The oldest examples of writing that I know of are generally untranslatable clay or stone tablets with markings on them that have no reference we can use to definitively translate them. Many archaeologists and historians consider them to be 'proto-writing' as opposed to true written languages.

Since we can really only definitively identify something as "true writing" if we have some reference to translate them, that restricts our examples to fragments that contain something written down in a recognizable script.

And those go back around 6,000 years or so, and as I said, most of those tend to be merchant records.

Examples of full-blown writing beyond simple lists tend to be things recovered in temples or royal palaces and are usually religious texts or royal decrees. Those are generally examples of a mature writing system, meaning the language and the writing of it had likely been in use for generations before being put on a temple wall.


Adamantine Dragon wrote:

I think there is some lack of understanding of my "hyper-awesome sword of awesomeness" example.

My point is that people seem to think that a GM can overcome the ever-escalating Christmas tree effect with some brilliant expository effort where they can ramp up the players' appreciation of receipt of a magic item through brilliant narration.

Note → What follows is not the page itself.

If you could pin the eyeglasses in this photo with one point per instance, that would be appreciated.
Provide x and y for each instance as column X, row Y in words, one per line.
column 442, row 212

If you are playing the game the way the developers expect you to be playing the game, by level 9 or 10 your players will have each received somewhere in the range of 15-20 magic items. If there are four players that's 60-100 "brilliant narrative descriptions". Roughly 1/3 to 1/2 of those will be "brilliant narrative descriptions" of items that are intended to replace EXISTING items that had previously been "brilliantly narratively described" but are now obsolete and pointless.

If you think the 45th time the GM says "Your eyes go wide in appreciation of the hyper-awesomeness of the awesomosity of the awe-inspiring bauble in front of you" your players aren't going to roll their eyes, you are fooling yourself.

This is precisely why people complain that magic items can't be "rare and precious" in the default application of the rules. Because you can't call something "rare and precious" when they rain down like acorns from the oak trees. Especially when it becomes something of a chore for the player to dispose of the obsolete items they were supposed to view as "rare and precious" until they are suddenly old and tired.

The folks here who complain about magic marts are right about that. They just assign the blame to the wrong thing.

Typically to avoid the entire, "this bad guy had an amulet that's ever so slightly better than mine, guess this one goes in the trash" problem that comes from Christmas treeing, I invoke the upgrading mechanics from Unearthed Arcana 3.5 and the MIC (can't remember which one) that allow you to actually upgrade items for the difference in their base prices.

I understand the problem that you are describing, and my way of playing works for my groups. I acknowledge that it may not work for everyone, but then again not everyone can be pleased.


Master, that's how 4e does it too, and it "works" great, but it still makes the "magic" feel mundane.

The real problem is the need for all that magical bling in the first place. This is greatly exacerbated by the need for the bling to be delivered in tiers of power over the course of the PC's career. It's a fundamental issue of game design, and it's not going away.


Adamantine Dragon wrote:

Master, that's how 4e does it too, and it "works" great, but it still makes the "magic" feel mundane.

The real problem is the need for all that magical bling in the first place. It's a fundamental issue of game design, and it's not going away.

I do believe it is one of the driving issues for E6 campaigns is it not?


Master, one of them, yes. The other, I think, is the ever escalating divide in power between casting and martial classes.

The irony is that the first problem (christmas tree) was almost certainly created as a way to address the second problem (martials don't get any cool toys).

I understand that, and I've stopped fighting it. If a rules system comes out that my group wants to play that does provide that "rare and precious" feel to magic items, I'll probably move to it. For now we'll keep on treating magic items as the commodity they are expected to be in default Pathfinder rules.